En octobre 2022, la communauté de commune avait été placée en examen des chefs susvisés, et placée sous le statut de témoin assisté pour d’autres infractions. En janvier 2023, celle-ci avait requis l’annulation de pièces de la procédure.
Se fondant sur l’article 86 précité, la Cour de cassation affirme que la juridiction d’instruction, saisie d’une plainte avec constitution de partie civile, doit, en l’absence de réquisition de non informer, instruire sur les faits dénoncés dans la présente plainte.

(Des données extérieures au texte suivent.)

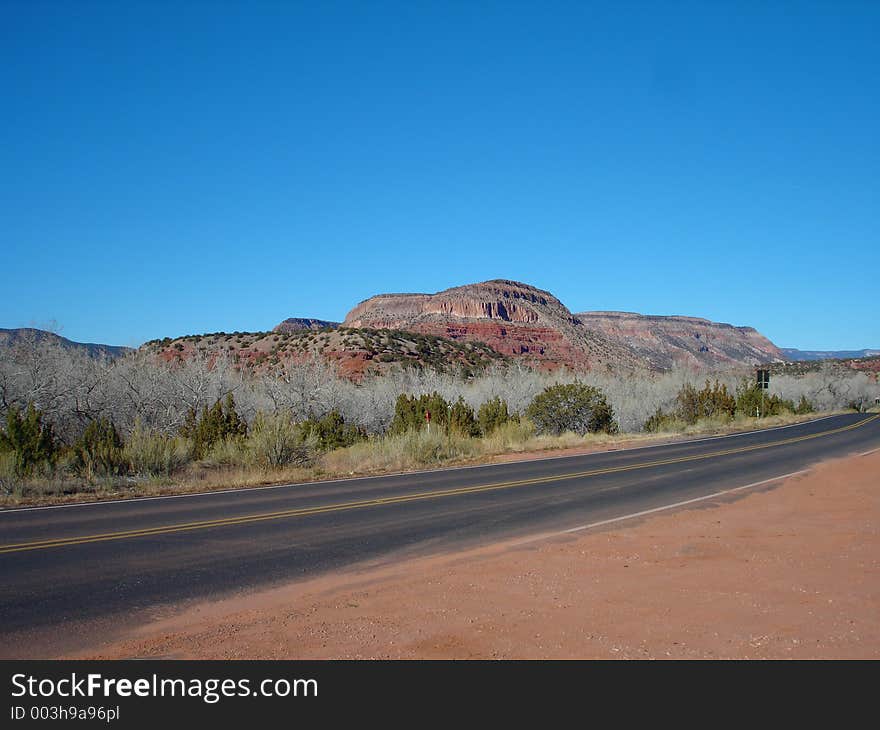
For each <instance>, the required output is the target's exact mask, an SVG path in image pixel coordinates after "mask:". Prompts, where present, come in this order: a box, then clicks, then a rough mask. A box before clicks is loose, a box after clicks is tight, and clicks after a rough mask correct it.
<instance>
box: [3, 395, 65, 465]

Constatant que l’auteur des mentions manuscrites apposées sur l’ordonnance de soit-communiqué du juge d’instruction est identifié, et que l’ordonnance fait expressément référence à la plainte avec constitution de partie civile en précisant l’ensemble des qualifications susceptibles d’être reprochées, ils retiennent que le réquisitoire, daté et signé, satisfait aux conditions essentielles de son existence légale.
Ainsi, la mention selon laquelle le procureur de la République s’en rapporte, après avoir jugé la constitution de partie civile recevable, était suffisante, puisque c’est la plainte déposée qui saisit le juge d’instruction et délimite l’étendue de sa saisine.